Lifetime Guaranteed | Induction Friendly

Coconut Chili Octopus Stir-Fry

Coconut Chili Octopus Stir-Fry

Ingredients 

For the Octopus

  • 1 to 1.5 lbs fresh or pre-cooked octopus, cleaned

  • 2 tbsp calamansi juice (or lime juice)

  • 1 tsp sea salt

  • ½ tsp cracked black pepper

For the Stir-Fry

  • 2 tbsp cooking oil (coconut oil preferred)

  • 1 medium red onion, sliced

  • 5 cloves garlic, minced

  • 1 thumb-sized piece of ginger, julienned

  • 2–3 bird’s eye chilies (siling labuyo), sliced

  • 1 small red bell pepper, strips

  • 1 cup coconut cream (kakang gata)

  • 1 tbsp fish sauce

  • 1 tsp brown sugar

  • Fresh basil leaves or chili leaves (dahon ng sili), handful

  • Optional: ½ cup pineapple tidbits for sweetness

  • Salt & pepper to taste

Instructions (Nutri-Stahl Large Skillet)

1. Prep the Octopus

  1. Rinse octopus thoroughly.

  2. In a bowl, toss with calamansi juice, salt, and pepper.

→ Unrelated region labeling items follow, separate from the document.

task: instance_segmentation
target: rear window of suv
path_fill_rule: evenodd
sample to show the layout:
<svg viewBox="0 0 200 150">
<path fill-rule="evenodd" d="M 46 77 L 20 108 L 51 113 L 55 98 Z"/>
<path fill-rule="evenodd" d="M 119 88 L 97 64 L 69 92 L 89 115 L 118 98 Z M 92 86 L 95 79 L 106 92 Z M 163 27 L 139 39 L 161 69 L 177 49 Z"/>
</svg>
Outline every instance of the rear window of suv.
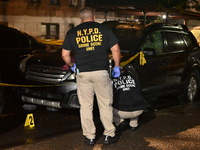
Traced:
<svg viewBox="0 0 200 150">
<path fill-rule="evenodd" d="M 182 34 L 176 32 L 163 32 L 162 34 L 166 38 L 166 53 L 186 50 L 186 45 L 182 38 Z"/>
</svg>

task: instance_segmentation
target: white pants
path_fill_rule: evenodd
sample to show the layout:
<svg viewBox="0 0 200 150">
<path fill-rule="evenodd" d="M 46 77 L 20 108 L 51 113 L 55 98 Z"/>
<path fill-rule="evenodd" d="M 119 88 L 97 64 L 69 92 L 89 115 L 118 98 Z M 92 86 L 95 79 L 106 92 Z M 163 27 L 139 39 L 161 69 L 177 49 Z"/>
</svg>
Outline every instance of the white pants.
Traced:
<svg viewBox="0 0 200 150">
<path fill-rule="evenodd" d="M 113 91 L 108 72 L 106 70 L 81 72 L 77 74 L 76 79 L 83 135 L 89 139 L 95 138 L 93 104 L 94 94 L 96 94 L 100 119 L 105 129 L 103 134 L 115 136 L 112 108 Z"/>
</svg>

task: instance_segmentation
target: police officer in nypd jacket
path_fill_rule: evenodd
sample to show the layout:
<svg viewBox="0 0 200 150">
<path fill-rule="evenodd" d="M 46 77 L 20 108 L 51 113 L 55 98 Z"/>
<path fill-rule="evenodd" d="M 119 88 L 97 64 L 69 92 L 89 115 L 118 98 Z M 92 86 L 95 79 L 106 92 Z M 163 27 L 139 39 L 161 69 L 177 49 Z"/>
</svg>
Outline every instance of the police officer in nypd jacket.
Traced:
<svg viewBox="0 0 200 150">
<path fill-rule="evenodd" d="M 118 141 L 113 125 L 113 90 L 109 78 L 108 52 L 114 59 L 113 77 L 120 76 L 120 47 L 112 30 L 95 22 L 94 11 L 80 11 L 81 24 L 69 30 L 62 45 L 62 58 L 76 72 L 81 126 L 86 144 L 94 145 L 96 127 L 93 121 L 93 96 L 97 97 L 100 119 L 104 127 L 104 143 Z M 71 53 L 75 63 L 72 62 Z"/>
</svg>

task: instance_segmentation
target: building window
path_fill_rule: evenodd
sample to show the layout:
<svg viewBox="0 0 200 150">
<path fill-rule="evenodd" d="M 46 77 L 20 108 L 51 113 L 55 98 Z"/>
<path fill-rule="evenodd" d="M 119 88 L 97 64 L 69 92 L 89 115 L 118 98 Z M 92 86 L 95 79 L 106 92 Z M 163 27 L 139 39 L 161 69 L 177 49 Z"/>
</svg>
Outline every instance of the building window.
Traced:
<svg viewBox="0 0 200 150">
<path fill-rule="evenodd" d="M 60 5 L 60 0 L 50 0 L 51 5 Z"/>
<path fill-rule="evenodd" d="M 42 23 L 41 32 L 42 39 L 59 39 L 59 24 Z"/>
<path fill-rule="evenodd" d="M 30 3 L 40 3 L 40 0 L 29 0 Z"/>
</svg>

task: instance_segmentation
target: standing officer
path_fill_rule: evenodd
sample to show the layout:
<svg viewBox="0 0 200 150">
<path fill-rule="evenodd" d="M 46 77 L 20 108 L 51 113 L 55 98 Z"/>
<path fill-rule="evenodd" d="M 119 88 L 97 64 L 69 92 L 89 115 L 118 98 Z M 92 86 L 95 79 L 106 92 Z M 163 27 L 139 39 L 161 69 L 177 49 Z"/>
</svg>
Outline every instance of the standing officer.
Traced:
<svg viewBox="0 0 200 150">
<path fill-rule="evenodd" d="M 113 91 L 109 78 L 108 50 L 114 59 L 113 77 L 120 76 L 120 47 L 112 30 L 95 22 L 94 11 L 84 8 L 80 11 L 81 24 L 71 29 L 62 45 L 62 58 L 71 70 L 76 72 L 77 92 L 80 103 L 80 117 L 85 142 L 95 144 L 96 127 L 93 121 L 94 94 L 104 127 L 104 143 L 118 141 L 113 125 Z M 71 52 L 75 63 L 71 61 Z"/>
</svg>

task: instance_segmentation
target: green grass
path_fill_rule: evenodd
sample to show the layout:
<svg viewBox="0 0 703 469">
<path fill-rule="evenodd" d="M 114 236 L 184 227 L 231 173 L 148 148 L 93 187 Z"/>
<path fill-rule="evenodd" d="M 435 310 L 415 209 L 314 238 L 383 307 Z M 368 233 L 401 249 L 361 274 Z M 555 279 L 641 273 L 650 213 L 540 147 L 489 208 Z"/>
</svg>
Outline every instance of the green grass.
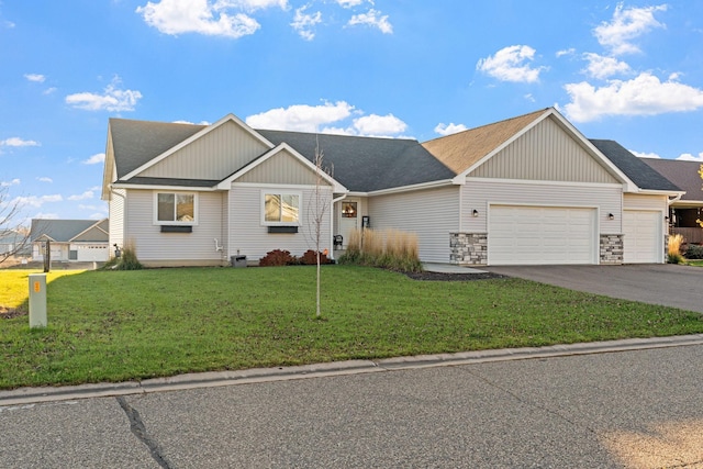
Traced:
<svg viewBox="0 0 703 469">
<path fill-rule="evenodd" d="M 18 303 L 12 284 L 26 295 L 26 275 L 0 270 L 0 304 Z M 322 320 L 311 267 L 83 271 L 49 277 L 47 295 L 45 330 L 0 320 L 0 389 L 703 333 L 676 309 L 354 266 L 323 267 Z"/>
</svg>

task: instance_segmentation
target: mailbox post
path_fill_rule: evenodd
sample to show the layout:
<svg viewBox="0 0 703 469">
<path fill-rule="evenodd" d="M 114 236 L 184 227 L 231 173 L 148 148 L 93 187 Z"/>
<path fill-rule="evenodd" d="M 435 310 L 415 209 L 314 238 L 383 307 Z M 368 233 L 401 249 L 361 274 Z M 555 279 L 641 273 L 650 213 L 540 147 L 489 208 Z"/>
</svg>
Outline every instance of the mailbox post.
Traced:
<svg viewBox="0 0 703 469">
<path fill-rule="evenodd" d="M 30 328 L 46 327 L 46 273 L 30 273 Z"/>
</svg>

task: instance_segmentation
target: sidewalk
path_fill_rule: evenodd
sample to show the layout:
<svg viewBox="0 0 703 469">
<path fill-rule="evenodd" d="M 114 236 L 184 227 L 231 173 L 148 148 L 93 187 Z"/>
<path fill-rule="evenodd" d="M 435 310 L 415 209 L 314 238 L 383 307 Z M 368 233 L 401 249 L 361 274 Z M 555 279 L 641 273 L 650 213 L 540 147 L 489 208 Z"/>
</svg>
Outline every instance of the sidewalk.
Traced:
<svg viewBox="0 0 703 469">
<path fill-rule="evenodd" d="M 20 388 L 0 391 L 0 407 L 38 402 L 72 401 L 77 399 L 148 394 L 187 389 L 215 388 L 267 381 L 299 380 L 330 376 L 387 372 L 393 370 L 447 367 L 490 361 L 525 360 L 574 355 L 606 354 L 626 350 L 703 345 L 703 334 L 628 338 L 546 347 L 504 348 L 461 351 L 456 354 L 420 355 L 378 360 L 347 360 L 294 367 L 255 368 L 237 371 L 187 373 L 168 378 L 121 383 L 97 383 L 66 387 Z"/>
</svg>

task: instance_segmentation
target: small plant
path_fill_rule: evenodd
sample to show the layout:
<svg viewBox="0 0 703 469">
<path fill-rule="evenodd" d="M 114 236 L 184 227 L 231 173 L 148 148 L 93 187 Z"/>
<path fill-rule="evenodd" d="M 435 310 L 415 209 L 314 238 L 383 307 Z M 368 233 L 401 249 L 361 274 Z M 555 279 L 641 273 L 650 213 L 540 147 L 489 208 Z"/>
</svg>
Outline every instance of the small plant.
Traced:
<svg viewBox="0 0 703 469">
<path fill-rule="evenodd" d="M 703 246 L 699 244 L 690 244 L 685 249 L 687 259 L 703 259 Z"/>
<path fill-rule="evenodd" d="M 274 249 L 266 253 L 266 256 L 259 259 L 260 267 L 276 267 L 276 266 L 293 266 L 298 264 L 298 259 L 288 250 Z"/>
<path fill-rule="evenodd" d="M 683 256 L 681 255 L 682 243 L 682 235 L 676 234 L 669 236 L 669 244 L 667 245 L 667 261 L 669 264 L 681 264 L 683 261 Z"/>
</svg>

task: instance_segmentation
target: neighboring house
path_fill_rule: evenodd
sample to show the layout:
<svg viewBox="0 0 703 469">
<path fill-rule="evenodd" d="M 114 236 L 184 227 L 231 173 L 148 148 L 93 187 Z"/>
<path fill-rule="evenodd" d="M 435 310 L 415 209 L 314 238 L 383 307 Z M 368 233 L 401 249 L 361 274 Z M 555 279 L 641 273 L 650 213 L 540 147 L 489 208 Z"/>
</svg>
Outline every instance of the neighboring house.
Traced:
<svg viewBox="0 0 703 469">
<path fill-rule="evenodd" d="M 15 256 L 25 256 L 31 250 L 29 244 L 26 234 L 16 230 L 0 232 L 0 256 L 10 253 Z"/>
<path fill-rule="evenodd" d="M 643 161 L 685 191 L 683 197 L 669 206 L 670 233 L 681 234 L 684 243 L 703 243 L 703 228 L 696 222 L 703 220 L 701 161 L 658 158 L 643 158 Z"/>
<path fill-rule="evenodd" d="M 102 198 L 110 246 L 131 244 L 147 266 L 301 255 L 314 249 L 321 205 L 333 208 L 321 226 L 332 255 L 334 235 L 346 244 L 366 222 L 415 233 L 424 261 L 663 263 L 668 201 L 682 192 L 637 182 L 637 158 L 615 156 L 553 108 L 424 144 L 254 130 L 232 114 L 212 125 L 111 119 Z"/>
<path fill-rule="evenodd" d="M 105 261 L 110 257 L 108 219 L 32 220 L 32 258 L 44 260 L 46 242 L 52 261 Z"/>
</svg>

  3. Let marinate for 10–15 minutes.

2. Sear the Octopus

  1. Heat the Nutri-Stahl Large Skillet on medium-high.

  2. Add a thin layer of oil.

  3. Sear the octopus for 1–2 minutes per side until lightly browned.

  4. Remove from skillet and set aside.

3. Build the Aromatics

  1. In the same skillet, add onions, garlic, ginger, and chilies.

  2. Sauté until fragrant and slightly caramelized.

4. Add Coconut Cream

  1. Pour in coconut cream, stirring gently.

  2. Add fish sauce and brown sugar.

  3. Let simmer for 3–4 minutes until slightly thickened.

5. Combine & Finish

  1. Add seared octopus back into the skillet.

  2. Stir in red bell peppers and pineapple (optional).

  3. Simmer for 5 minutes until flavors meld and sauce thickens.

  4. Add basil or chili leaves.

  5. Adjust seasoning with salt and pepper.

Serving Suggestions

  • Serve over steamed jasmine rice.

  • Garnish with fresh chilies and a drizzle of calamansi.

  • Pair with grilled vegetables or garlic sautéed kangkong.